VELÓRIO & MAIS
VELÓRIO I (26 mar 12)
E eu me ponho a insistir pelo teu beijo...
Que seja voluntário e casto e puro,
Que sejas tu a preparar o ensejo
Por me deixar colher fruto maduro,
Negado para mim com tanto pejo:
Esse fruto roubado só no escuro,
Esse fruto devorado fez-se duro
Mas não se consumiu.
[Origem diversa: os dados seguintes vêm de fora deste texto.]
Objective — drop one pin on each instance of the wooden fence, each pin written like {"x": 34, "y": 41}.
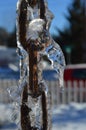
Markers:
{"x": 73, "y": 91}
Nobre desejo
Há de gerar maior que a dor do mundo;
Será beijo de amor tal qual não houve
Na vida tua e na minha até agora;
Será um beijo de esplendor profundo,
Que dê louvor a ti e a mim não louve,
Pois dado o beijo eu sei que vais embora.
VELÓRIO II
Mais permanente então, seria o beijo
Que nunca me foi dado e que imagino,
Esse sabor que anelo, pequenino,
Envolto em tessitura de meu pejo.
Qual borboleta em seu mais leve adejo,
Como o vento sobre os lábios, em refino
De poeira d’ouro, um pólen assassino
Que me deixe envenenado nesse ensejo.
Porque o ouro é no mercúrio refinado
E o beijo se refina na amargura:
Há sempre algo de azedo no ressaibo.
Porém no âmbar me queria conservado
Do beijo imaginário, em sua doçura,
Por mais que saiba que no beijo teu não caibo.
VELÓRIO III
Mas se coubesse e pudesse-me inserir
De tua boca rosada às comissuras,
Em longo instante de delícias puras,
Mau sedutor que se deixasse seduzir,
Eu ficaria escondido a me iludir
Que a boca fosse minha e mil agruras
No meu esconderijo, penas duras
Eu sofreria ao ver o seu abrir
Para outros homens em beijos de lascívia,
Que gostos acres assim eu sentiria
E até fugir de tua língua eu ansiaria,
Para lavar-me em água de lixívia
E resguardar assim meu corpo inteiro
De teu mau beijo, para mim o derradeiro.
VELÓRIO IV
E após sair, quatro velas buscaria
Para o velório tresloucado da paixão,
Acesa uma em pleno coração
E em ambos os pulmões duas plantaria.
A quarta vela então acenderia
Dentro da boca que viveu tal ocasião;
Com um sudário rasgado em proteção,
Minha cabeça em mortalha envolveria,
Para que os olhos que de ti se iluminaram
Permanecessem cegados doravante
E que os ouvidos não pudessem te escutar.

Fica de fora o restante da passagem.